ByT5: problem with tokenizer.decode()

[ EDIT ] : there is a bug in the 4.11.0. Back to 4.9.2 solves the issue related here (but can create others? like this one ByT5 tokenizer gives indices of chars instead of bytes?)


Hi.

I’ve created a Colab notebook to show a problem when using google/byt5-small from the model hub of Hugging Face and model.generate() .

Observations:

If someone could run my notebook and tell me what I did wrong or what could be a solution, I would appreciate it because this problem, besides preventing using ByT5 in inference, prevents its finetuning since when evaluating the model at the end of an epoch, the method tokenizer.convert_tokens_to_string() is called by the script … which suddenly fails). Thanks.
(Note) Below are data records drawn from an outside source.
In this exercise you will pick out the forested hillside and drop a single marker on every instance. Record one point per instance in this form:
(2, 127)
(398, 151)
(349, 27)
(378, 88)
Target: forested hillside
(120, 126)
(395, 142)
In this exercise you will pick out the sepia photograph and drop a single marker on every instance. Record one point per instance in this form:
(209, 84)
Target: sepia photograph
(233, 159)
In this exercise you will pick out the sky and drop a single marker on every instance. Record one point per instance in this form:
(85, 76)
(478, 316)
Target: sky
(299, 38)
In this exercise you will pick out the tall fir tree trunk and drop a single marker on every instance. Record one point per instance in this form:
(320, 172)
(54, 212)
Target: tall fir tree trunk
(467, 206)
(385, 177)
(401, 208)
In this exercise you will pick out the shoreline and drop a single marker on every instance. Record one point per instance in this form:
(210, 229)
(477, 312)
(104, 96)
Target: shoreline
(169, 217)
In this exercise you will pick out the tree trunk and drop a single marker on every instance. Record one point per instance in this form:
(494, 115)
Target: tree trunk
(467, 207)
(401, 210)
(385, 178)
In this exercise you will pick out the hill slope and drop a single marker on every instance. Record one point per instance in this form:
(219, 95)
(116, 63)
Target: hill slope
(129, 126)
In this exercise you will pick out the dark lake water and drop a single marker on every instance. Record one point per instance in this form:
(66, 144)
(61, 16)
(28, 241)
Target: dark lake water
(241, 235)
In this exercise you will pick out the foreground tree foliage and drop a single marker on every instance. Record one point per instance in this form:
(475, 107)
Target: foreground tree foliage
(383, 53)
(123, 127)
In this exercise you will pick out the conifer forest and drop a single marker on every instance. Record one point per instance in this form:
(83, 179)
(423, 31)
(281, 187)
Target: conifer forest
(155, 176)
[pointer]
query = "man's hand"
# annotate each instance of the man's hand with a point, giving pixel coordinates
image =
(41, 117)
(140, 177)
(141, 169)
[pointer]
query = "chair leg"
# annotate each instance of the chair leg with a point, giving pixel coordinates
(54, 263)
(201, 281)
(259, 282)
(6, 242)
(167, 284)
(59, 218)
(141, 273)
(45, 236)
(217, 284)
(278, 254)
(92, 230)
cc @patrickvonplaten, @valhalla, @sshleifer

Screen shots from the notebook

I just discussed on Twitter with Nick Doiron that published the notebook ByT5-Finetuning-Datasets.ipynb.

He wrote the following tweet on the issue showed in my notebook:

It must be due to recent changes - transformers==4.9.2 works. decode got broken
The issue is because instead of 256 byte tokens, there are 3 special bytes (total token ids 0-258) and it isn’t accounting for those

My notebook has been updated with the following code and now, it works :slight_smile:

!pip install transformers==4.9.2

I guess that the HF team will solve this issue in the next transformers version.

Issue open in github ByT5: problem with tokenizer.decode() #13779

@patrickvonplaten closed this issue (see explanation) with the return of errors="ignore" in decode("utf-8", errors="ignore") (see commit).